Per dovere di cronaca devo ricordare gli altri candidati nelle due categorie: come Migliore Attore Protagonista ci sono il quotatissimo Christian Bale per “American Hustle”, il nero inglese Chiwetel Ejiofor per “12 anni schiavo” che potrebbe essere la sorpresa dell’anno nonostante sia già andato a bocca asciutta al Golden Globe vinto proprio da DiCaprio, e il vecchio caratterista Bruce Dern per “Nebraska”, un outsider che proprio per la sua età riceverebbe una sorta di riconoscimento alla carriera, ma ci credo poco. Io punto su Matthew McConaughey e domani sera vedremo.

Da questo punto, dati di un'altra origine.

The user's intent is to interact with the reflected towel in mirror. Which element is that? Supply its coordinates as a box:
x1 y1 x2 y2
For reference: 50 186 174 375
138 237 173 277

E per finire: ho messo insieme questi due film perché, oltre a essere entrambi tratti da storie vere ed essere entrambi favoriti, ritroviamo entrambi i protagonisti, Leonardo DiCaprio e Matthew McConaughey, confrontarsi in una gustosa scena all’inizio di “The Wolf of Wall Street” dove l’ancor giovane lupo riceve i cinici insegnamenti del più anziano squalo di Wall Street, e anche in quella scena Matthew batte Leonardo 1 a 0.